務安空港事故機エンジンの欠陥、メーカーも認知していた【独自】

投稿者: | 2025年11月3日

 昨年12月、務安空港で179人が死亡したチェジュ航空旅客機(HL8088)の事故で、同機に搭載されていたエンジン(CFM56)を製作したCFMインターナショナル(CFMI)が、このエンジンに構造的欠陥があるという技術関連文書を作成していたことが29日、確認された。CFMIは米GEとフランスのサフランが合弁してできた会社だ。

 韓国国会国土交通委員会の委員で野党・国民の力所属の金恩慧(キム・ウンヘ)議員によると、CFMIは2023年4月、該当エンジンの高圧タービンのブレード(刃)に亀裂が入り、全体の損傷を引き起こすという技術指示書(Service Bulletin)を発行していたことが確認された。これはエンジンメーカーが航空会社や整備士などに配布する文書だ。少なくともこの時点からCFMIもエンジンそのものの欠陥の可能性について認知していたということになる。

 CFMIが当時、この文書を出したのは、2022年11月にチェジュ航空機(HL8303)が日本の関西国際空港を出発して済州島に向かう途中、エンジンの欠陥で引き返す事故がきっかけだった可能性が高い。同機では当時、高さ1500フィートに上昇した際に「ボン」という音と共にエンジンが故障した。

 チェジュ航空は翌年、ドイツのエンジンメーカーMTUにCFM56エンジンの修理を任せたが、MTUがこのエンジンに構造的欠陥があると見て、チェジュ航空に関連内容を通知した。MTUは当時、「エンジン製造中に特殊工程および鍛造過程で発生したブレードの欠陥が主な原因となってエンジン内部が損傷した」とチェジュ航空側に伝えた。工程段階で品質が確保されてない製造上の欠陥だったということだ。ある航空業界関係者は「CFMIの立場としては製造上の欠陥という判定が出たので、関連内容を顧客に知らせる必要があっただろう」と話す。だが、CFMIは欠陥内容を記載しながらも、ブレードを交換周期通りに交換すれば、故障を防げると判断したという。

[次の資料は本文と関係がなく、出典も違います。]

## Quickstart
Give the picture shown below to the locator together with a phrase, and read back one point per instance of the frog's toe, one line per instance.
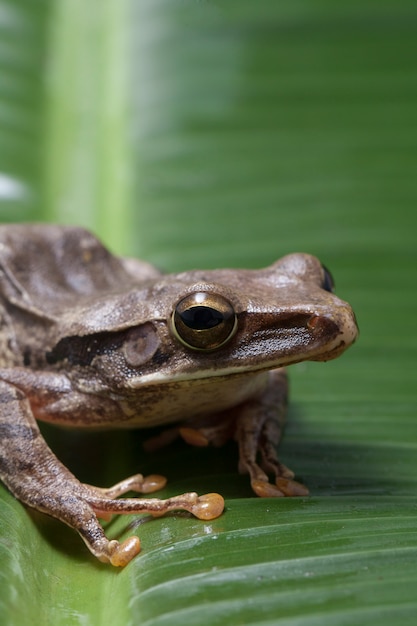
(120, 554)
(208, 506)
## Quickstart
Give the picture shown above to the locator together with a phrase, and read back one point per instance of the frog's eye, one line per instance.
(328, 282)
(204, 321)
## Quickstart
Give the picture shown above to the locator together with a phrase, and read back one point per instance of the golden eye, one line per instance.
(204, 321)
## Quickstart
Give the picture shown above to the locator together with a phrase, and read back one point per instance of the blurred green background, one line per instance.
(216, 133)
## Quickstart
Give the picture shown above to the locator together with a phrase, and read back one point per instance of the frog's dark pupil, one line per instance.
(201, 317)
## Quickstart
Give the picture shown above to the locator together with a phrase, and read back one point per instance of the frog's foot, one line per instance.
(205, 507)
(258, 432)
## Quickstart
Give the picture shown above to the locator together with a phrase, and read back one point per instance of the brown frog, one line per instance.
(89, 340)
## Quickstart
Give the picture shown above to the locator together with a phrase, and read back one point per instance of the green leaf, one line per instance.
(230, 133)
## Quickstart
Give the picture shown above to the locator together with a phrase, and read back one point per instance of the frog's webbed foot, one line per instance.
(206, 507)
(38, 479)
(258, 432)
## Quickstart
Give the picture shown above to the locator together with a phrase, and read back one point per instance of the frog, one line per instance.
(92, 340)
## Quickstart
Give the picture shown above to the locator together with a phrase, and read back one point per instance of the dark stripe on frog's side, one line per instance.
(17, 431)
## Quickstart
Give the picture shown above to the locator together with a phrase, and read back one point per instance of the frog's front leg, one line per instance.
(258, 431)
(37, 478)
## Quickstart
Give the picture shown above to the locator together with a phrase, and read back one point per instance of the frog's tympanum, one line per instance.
(89, 340)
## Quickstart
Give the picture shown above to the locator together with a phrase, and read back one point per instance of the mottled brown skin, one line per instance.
(89, 340)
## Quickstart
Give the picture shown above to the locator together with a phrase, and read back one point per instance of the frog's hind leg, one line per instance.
(259, 429)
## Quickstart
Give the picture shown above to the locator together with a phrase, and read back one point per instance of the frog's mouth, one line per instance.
(318, 338)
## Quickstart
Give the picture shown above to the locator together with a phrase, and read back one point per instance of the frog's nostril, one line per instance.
(314, 322)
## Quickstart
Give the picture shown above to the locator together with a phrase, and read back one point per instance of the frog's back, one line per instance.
(48, 266)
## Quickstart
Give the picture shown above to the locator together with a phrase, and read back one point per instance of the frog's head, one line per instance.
(201, 324)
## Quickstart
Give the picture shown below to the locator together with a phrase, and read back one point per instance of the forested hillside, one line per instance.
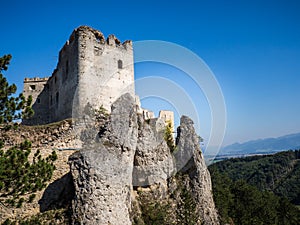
(258, 189)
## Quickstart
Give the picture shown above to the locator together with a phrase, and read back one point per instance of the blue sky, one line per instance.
(252, 47)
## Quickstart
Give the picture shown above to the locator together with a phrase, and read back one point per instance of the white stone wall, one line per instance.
(101, 81)
(38, 89)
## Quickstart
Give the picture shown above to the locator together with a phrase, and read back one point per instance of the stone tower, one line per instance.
(90, 69)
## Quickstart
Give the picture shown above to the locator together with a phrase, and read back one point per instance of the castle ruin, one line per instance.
(90, 70)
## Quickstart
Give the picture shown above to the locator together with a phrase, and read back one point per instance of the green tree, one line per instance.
(11, 108)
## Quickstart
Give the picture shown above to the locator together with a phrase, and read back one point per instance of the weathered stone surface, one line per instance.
(190, 160)
(102, 172)
(153, 161)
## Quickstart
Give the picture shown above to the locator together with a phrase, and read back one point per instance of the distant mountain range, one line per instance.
(268, 145)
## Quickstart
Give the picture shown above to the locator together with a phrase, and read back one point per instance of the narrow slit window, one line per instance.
(57, 97)
(120, 64)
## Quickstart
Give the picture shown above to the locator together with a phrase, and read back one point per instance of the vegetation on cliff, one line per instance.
(20, 178)
(258, 189)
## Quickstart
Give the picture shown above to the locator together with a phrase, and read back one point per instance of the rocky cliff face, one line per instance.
(128, 167)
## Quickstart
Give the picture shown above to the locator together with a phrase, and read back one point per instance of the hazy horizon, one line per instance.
(252, 48)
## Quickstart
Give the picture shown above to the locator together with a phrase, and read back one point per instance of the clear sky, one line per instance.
(252, 47)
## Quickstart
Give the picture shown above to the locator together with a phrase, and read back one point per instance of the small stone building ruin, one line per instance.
(90, 70)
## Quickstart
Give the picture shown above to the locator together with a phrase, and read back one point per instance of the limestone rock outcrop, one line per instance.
(102, 172)
(130, 162)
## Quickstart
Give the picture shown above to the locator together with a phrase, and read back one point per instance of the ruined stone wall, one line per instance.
(64, 81)
(167, 116)
(90, 69)
(105, 68)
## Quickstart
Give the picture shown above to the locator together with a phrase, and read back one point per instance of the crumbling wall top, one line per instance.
(35, 79)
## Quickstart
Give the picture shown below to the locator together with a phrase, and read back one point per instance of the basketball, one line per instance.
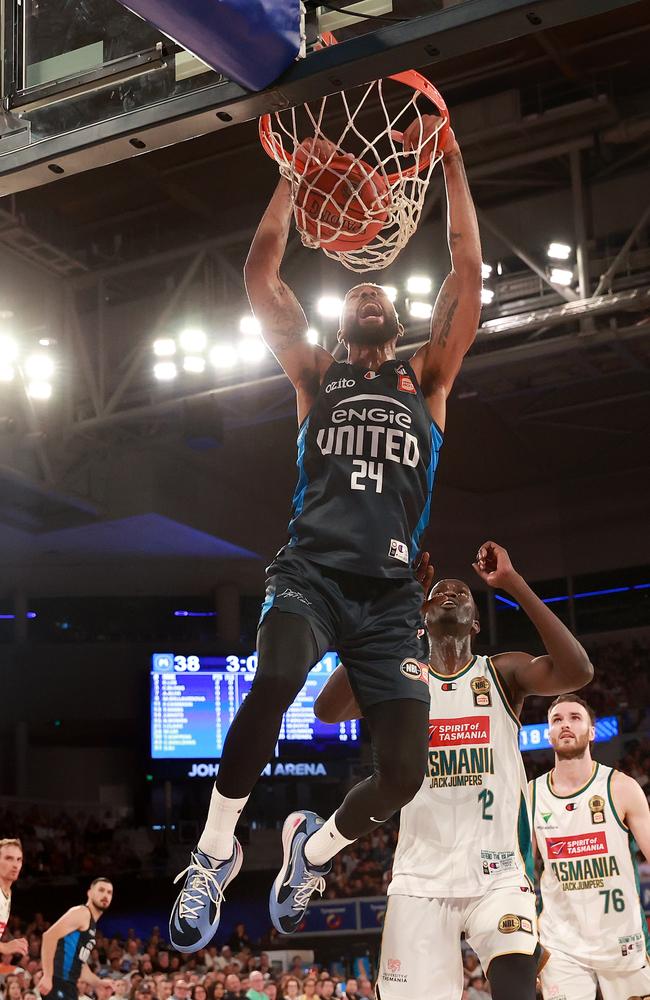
(342, 205)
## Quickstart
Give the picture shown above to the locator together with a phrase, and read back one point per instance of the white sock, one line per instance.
(325, 843)
(217, 837)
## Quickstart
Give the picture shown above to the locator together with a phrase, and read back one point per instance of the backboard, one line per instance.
(86, 82)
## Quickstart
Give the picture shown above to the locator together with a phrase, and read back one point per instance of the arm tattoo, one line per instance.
(445, 326)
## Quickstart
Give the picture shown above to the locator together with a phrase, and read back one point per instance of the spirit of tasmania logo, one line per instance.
(468, 730)
(577, 847)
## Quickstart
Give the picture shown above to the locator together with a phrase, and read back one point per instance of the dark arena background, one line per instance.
(147, 445)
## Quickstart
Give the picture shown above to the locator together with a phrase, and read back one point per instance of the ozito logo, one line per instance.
(343, 383)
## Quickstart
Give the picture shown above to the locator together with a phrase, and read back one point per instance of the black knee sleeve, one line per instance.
(513, 977)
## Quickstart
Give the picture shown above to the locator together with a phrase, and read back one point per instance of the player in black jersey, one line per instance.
(68, 943)
(370, 431)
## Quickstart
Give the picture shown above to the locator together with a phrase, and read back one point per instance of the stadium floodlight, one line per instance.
(418, 284)
(419, 309)
(250, 325)
(39, 367)
(223, 356)
(561, 276)
(8, 349)
(329, 306)
(194, 363)
(165, 371)
(193, 340)
(39, 389)
(251, 350)
(558, 251)
(165, 347)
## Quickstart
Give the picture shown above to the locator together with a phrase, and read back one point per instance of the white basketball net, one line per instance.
(398, 179)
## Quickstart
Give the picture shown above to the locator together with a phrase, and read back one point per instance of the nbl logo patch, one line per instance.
(597, 809)
(481, 692)
(414, 670)
(405, 384)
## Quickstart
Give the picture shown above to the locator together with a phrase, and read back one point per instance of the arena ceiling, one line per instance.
(109, 257)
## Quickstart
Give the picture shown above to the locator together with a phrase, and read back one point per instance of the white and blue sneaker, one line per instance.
(297, 880)
(195, 916)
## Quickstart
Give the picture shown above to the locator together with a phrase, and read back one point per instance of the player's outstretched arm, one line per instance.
(75, 919)
(632, 806)
(566, 665)
(283, 322)
(456, 314)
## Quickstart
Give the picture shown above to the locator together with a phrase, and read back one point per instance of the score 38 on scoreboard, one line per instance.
(195, 698)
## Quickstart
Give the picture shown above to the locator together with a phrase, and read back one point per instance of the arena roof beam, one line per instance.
(419, 41)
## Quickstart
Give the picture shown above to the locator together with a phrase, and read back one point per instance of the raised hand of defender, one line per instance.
(424, 572)
(493, 566)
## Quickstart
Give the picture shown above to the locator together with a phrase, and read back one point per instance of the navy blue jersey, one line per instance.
(367, 456)
(73, 951)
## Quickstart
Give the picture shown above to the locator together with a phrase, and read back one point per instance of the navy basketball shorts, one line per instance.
(374, 624)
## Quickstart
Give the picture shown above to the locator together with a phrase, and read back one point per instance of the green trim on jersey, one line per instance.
(500, 688)
(579, 791)
(525, 841)
(644, 922)
(453, 677)
(611, 802)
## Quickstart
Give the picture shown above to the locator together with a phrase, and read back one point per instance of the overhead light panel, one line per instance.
(223, 356)
(194, 363)
(8, 348)
(250, 325)
(420, 310)
(193, 340)
(418, 284)
(329, 306)
(165, 347)
(559, 251)
(39, 389)
(561, 276)
(165, 371)
(39, 367)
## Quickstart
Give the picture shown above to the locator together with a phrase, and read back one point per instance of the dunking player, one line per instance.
(68, 943)
(370, 432)
(11, 861)
(463, 861)
(586, 817)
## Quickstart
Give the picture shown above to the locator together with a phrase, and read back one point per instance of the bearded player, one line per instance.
(11, 862)
(463, 862)
(370, 430)
(68, 944)
(586, 819)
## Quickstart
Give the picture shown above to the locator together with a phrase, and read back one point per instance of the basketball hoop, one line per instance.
(358, 198)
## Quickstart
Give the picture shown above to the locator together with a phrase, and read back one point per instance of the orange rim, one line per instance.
(410, 78)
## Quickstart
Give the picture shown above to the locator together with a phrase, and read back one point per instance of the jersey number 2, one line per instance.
(367, 470)
(486, 798)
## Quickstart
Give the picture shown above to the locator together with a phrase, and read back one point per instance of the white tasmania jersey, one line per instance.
(5, 908)
(468, 828)
(590, 906)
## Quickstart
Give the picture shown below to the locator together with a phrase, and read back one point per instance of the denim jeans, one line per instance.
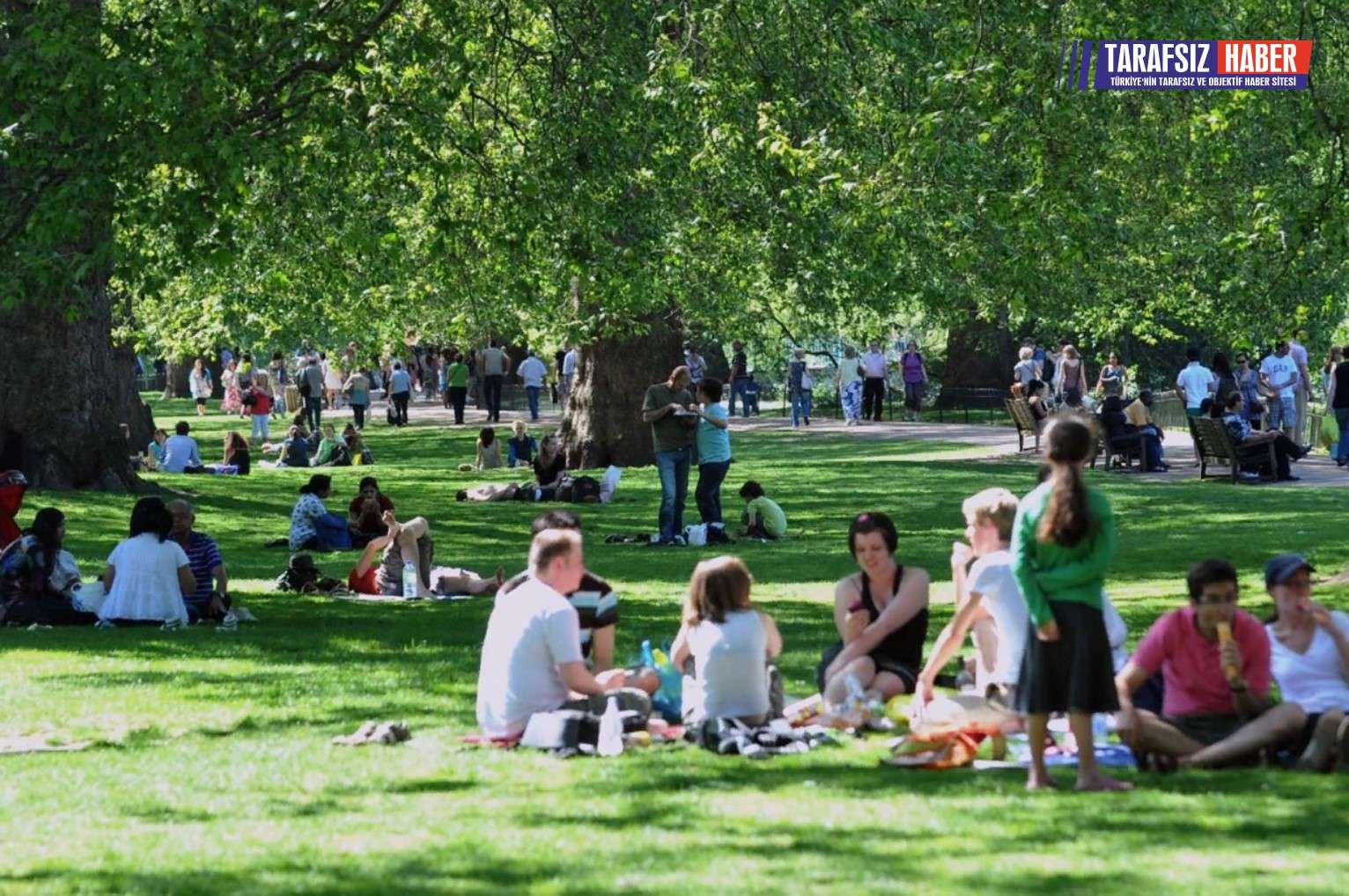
(800, 404)
(1343, 422)
(709, 491)
(313, 410)
(674, 470)
(738, 389)
(1283, 412)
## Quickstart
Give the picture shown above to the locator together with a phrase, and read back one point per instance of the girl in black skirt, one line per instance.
(1062, 544)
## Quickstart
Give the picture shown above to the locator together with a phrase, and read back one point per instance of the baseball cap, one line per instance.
(1283, 566)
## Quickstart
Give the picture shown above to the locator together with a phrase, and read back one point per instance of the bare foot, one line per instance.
(1102, 782)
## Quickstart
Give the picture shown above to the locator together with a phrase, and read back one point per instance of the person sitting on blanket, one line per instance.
(596, 614)
(532, 655)
(1214, 662)
(763, 517)
(210, 598)
(730, 643)
(988, 601)
(365, 513)
(40, 579)
(881, 614)
(312, 526)
(410, 541)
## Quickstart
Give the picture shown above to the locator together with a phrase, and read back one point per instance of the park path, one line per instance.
(994, 442)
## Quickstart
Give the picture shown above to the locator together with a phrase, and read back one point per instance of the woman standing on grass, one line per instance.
(198, 382)
(1062, 544)
(849, 381)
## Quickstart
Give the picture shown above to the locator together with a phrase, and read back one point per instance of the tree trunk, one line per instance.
(66, 390)
(603, 422)
(978, 354)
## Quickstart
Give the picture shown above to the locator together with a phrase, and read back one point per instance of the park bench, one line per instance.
(1213, 444)
(1024, 422)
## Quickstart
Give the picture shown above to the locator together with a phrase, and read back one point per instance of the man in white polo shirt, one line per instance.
(873, 382)
(532, 655)
(1279, 375)
(1196, 384)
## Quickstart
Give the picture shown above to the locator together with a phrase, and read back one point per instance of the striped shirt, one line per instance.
(203, 556)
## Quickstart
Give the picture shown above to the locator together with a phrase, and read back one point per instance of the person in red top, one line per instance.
(1216, 706)
(365, 511)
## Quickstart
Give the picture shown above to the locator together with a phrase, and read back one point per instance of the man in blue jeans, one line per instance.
(667, 409)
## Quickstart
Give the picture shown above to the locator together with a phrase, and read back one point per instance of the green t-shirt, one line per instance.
(456, 375)
(1047, 571)
(669, 432)
(766, 509)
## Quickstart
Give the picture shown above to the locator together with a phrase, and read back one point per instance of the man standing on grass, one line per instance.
(532, 372)
(1196, 382)
(1279, 375)
(873, 382)
(667, 409)
(494, 374)
(1214, 662)
(532, 656)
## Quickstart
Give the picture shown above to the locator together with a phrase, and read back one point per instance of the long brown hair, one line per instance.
(718, 586)
(1067, 518)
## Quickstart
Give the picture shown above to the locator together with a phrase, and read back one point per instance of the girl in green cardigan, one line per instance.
(1062, 543)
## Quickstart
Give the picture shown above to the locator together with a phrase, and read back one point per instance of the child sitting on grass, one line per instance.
(763, 517)
(730, 644)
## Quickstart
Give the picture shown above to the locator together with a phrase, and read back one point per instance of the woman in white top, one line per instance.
(198, 382)
(147, 574)
(1308, 657)
(730, 644)
(849, 381)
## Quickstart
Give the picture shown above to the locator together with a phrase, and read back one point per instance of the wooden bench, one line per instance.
(1213, 444)
(1026, 422)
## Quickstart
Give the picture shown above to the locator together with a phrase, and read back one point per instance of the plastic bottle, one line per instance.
(610, 731)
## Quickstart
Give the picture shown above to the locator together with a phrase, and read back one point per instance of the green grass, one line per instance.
(213, 771)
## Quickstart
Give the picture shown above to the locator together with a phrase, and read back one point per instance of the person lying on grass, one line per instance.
(763, 517)
(410, 541)
(881, 613)
(1214, 660)
(730, 644)
(1310, 662)
(532, 656)
(596, 614)
(988, 601)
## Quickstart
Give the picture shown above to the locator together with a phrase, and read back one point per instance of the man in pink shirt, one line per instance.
(1216, 706)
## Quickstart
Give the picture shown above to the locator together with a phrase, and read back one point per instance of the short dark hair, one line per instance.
(151, 514)
(1209, 572)
(867, 523)
(555, 520)
(319, 483)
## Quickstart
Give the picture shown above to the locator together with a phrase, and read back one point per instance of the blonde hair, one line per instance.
(717, 587)
(991, 505)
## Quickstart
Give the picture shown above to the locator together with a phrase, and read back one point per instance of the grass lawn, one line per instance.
(213, 771)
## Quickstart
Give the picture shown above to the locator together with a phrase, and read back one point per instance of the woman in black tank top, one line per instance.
(881, 615)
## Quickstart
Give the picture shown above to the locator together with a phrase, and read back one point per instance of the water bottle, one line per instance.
(409, 579)
(610, 731)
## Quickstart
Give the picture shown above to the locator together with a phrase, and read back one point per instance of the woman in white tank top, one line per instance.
(730, 644)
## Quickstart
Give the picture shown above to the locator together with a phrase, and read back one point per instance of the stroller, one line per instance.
(12, 486)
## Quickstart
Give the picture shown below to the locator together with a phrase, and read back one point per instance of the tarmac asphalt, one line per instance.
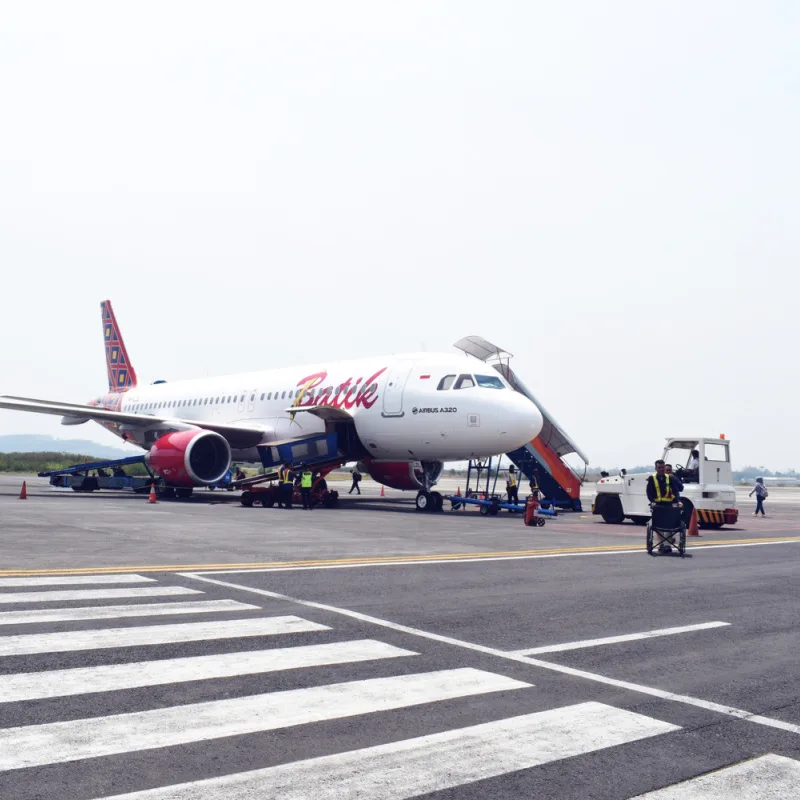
(204, 650)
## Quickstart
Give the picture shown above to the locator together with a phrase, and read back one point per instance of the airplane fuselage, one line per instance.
(419, 406)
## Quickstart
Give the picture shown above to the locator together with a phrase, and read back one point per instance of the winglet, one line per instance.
(121, 374)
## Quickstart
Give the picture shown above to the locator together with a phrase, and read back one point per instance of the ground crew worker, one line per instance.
(286, 478)
(663, 489)
(306, 482)
(511, 486)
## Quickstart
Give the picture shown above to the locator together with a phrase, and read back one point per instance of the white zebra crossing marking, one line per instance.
(429, 763)
(93, 594)
(40, 615)
(114, 677)
(59, 742)
(28, 643)
(769, 777)
(73, 580)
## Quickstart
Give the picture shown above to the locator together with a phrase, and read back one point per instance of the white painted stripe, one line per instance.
(74, 580)
(770, 776)
(93, 594)
(40, 615)
(426, 764)
(628, 637)
(114, 677)
(406, 563)
(479, 648)
(59, 742)
(28, 643)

 チェジュ航空は関西国際空港での事故後、該当のエンジンを廃棄した。しかし、このエンジンと同じ種類のエンジンを搭載した航空機は運航を続けた。務安空港事故機にも、これと同じ種類のエンジンが搭載されていた。チェジュ航空側は「このエンジンは全世界の航空機に最も多く搭載されているエンジンの一つだ。エンジンに装着された高圧タービンのブレードはメーカーの勧告に合わせた基準を適用し運用している」と述べた。